- Newly elected Wyoming senator Cynthia Lummis has become the first U.S. senator to openly own Bitcoin
- Lummis told ABC news that Bitcoin fits the bill as a deflationary store of value
- Lummis bought her first Bitcoin in 2013
Newly crowned Wyoming senator Cynthia Lummis has become the first U.S. senator to openly own Bitcoin. Lummis, who was first exposed to the cryptocurrency in 2013, won her seat in the senate with a 73.1% victory over her challenger Merav Ben-David, and took the chance to extol the virtues of Bitcoin during an interview with ABC following her victory.
Bitcoin “Fits That Bill” as Store of Value
Lummis was asked if she hoped to bring Bitcoin into the national conversation, to which she responded that she did hope to do just that. She added that as a former state treasurer she was responsible for investing the state’s “permanent funds” and as such she was “always looking for a good store of value, and Bitcoin fits that bill.”

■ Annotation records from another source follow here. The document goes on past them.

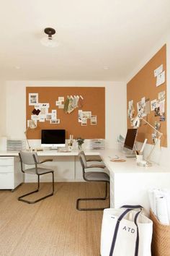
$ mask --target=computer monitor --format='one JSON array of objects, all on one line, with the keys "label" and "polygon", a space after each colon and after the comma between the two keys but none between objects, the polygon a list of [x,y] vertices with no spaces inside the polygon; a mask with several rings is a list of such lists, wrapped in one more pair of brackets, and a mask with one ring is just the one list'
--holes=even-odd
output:
[{"label": "computer monitor", "polygon": [[133,152],[135,142],[138,129],[128,129],[124,143],[124,149],[128,149]]},{"label": "computer monitor", "polygon": [[42,129],[41,131],[41,146],[55,149],[66,146],[65,129]]}]

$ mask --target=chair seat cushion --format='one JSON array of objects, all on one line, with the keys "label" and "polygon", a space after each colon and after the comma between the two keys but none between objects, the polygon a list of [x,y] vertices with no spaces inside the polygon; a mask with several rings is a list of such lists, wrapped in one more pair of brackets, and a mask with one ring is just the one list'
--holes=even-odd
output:
[{"label": "chair seat cushion", "polygon": [[104,172],[88,171],[85,173],[85,178],[89,182],[109,182],[109,176]]},{"label": "chair seat cushion", "polygon": [[[46,168],[37,168],[38,174],[45,174],[48,172],[51,172],[51,171],[53,171],[51,169],[48,169]],[[26,174],[37,174],[36,171],[35,171],[35,168],[31,168],[30,169],[26,169],[26,170],[24,170],[24,172]]]}]

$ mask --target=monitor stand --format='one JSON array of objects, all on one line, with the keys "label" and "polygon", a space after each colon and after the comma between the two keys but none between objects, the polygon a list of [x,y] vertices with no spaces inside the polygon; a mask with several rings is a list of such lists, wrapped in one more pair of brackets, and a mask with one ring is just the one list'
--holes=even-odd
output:
[{"label": "monitor stand", "polygon": [[124,148],[123,153],[125,155],[125,157],[127,158],[136,158],[135,150],[130,150],[126,148]]}]

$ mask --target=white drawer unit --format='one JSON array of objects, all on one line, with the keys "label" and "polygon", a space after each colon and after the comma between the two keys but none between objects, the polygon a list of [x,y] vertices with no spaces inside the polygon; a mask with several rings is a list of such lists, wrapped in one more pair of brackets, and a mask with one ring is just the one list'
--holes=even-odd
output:
[{"label": "white drawer unit", "polygon": [[0,157],[0,189],[14,189],[23,182],[18,156]]}]

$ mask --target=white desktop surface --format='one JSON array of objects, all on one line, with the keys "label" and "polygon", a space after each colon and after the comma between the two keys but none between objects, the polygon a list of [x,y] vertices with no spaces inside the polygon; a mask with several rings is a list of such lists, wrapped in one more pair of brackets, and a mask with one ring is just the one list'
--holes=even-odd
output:
[{"label": "white desktop surface", "polygon": [[[37,152],[37,155],[40,156],[48,156],[48,155],[51,155],[51,156],[76,156],[79,155],[79,151],[77,150],[46,150],[44,149],[42,151],[33,151],[33,152]],[[99,150],[84,150],[85,153],[88,155],[99,155]],[[0,156],[17,156],[19,153],[19,151],[17,150],[9,150],[9,151],[0,151]]]},{"label": "white desktop surface", "polygon": [[[148,191],[153,188],[170,189],[170,170],[161,167],[157,164],[153,164],[151,167],[140,167],[136,164],[135,158],[127,158],[125,155],[117,150],[109,149],[103,150],[84,151],[87,155],[99,155],[106,166],[110,176],[110,205],[111,208],[119,208],[123,205],[141,205],[146,211],[149,212],[149,201]],[[77,158],[78,150],[71,152],[58,152],[55,150],[37,151],[40,156],[52,156],[54,158],[53,164],[58,166],[58,158],[66,157],[62,161],[61,168],[66,165],[67,175],[73,178],[72,181],[82,181],[80,174],[81,166]],[[0,156],[16,156],[17,151],[0,151]],[[112,162],[111,158],[118,155],[120,158],[125,160],[125,162]],[[57,157],[57,158],[56,158]],[[73,159],[69,163],[71,159]],[[53,162],[51,162],[53,163]],[[61,174],[63,174],[62,172]],[[58,170],[57,170],[58,172]],[[69,174],[72,172],[72,174]],[[69,176],[70,175],[70,176]],[[72,176],[71,176],[72,175]],[[57,179],[57,181],[60,179]],[[66,182],[69,181],[66,179]]]}]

Lummis expanded on her reasoning, explaining Bitcoin’s fundamentals to her interviewer:
Our own currency inflates; Bitcoin does not. It’s 21 million Bitcoin will be mined, and that’s it, it is a finite supply. So I have confidence that this will be an important player in store of value for a long time to come.
Lummis Long Term Bitcoin Holder
Lummis is not a recent Bitcoin convert having first bought the cryptocurrency in 2013, and with her new position as senator she is in a great position to influence the thinking behind cryptocurrency regulation in the state.
In a recent tweet, Wall Street veteran and crypto enthusiast Caitlin Long reported that Lummis hopes to “defend it (Bitcoin) against federal encrouachment”:
SENATOR LUMMIS…YESSS!!!🤠 She is likely to be one of the most powerful US senators, given how divided the new senate appears to be. She LOVES what #Wyoming did in #crypto—publicly said tonight that she wants to defend it against federal encroachment. 🙏Congrats Sen Lummis!🚀 pic.twitter.com/FVI7sBcB2t
— Caitlin Long 🔑 (@CaitlinLong_) November 4, 2020
Given the warning from Ray Dalio last week that the U.S. government could ban Bitcoin were it to get too big, the space could do with all the defenders it can muster, especially those in high office.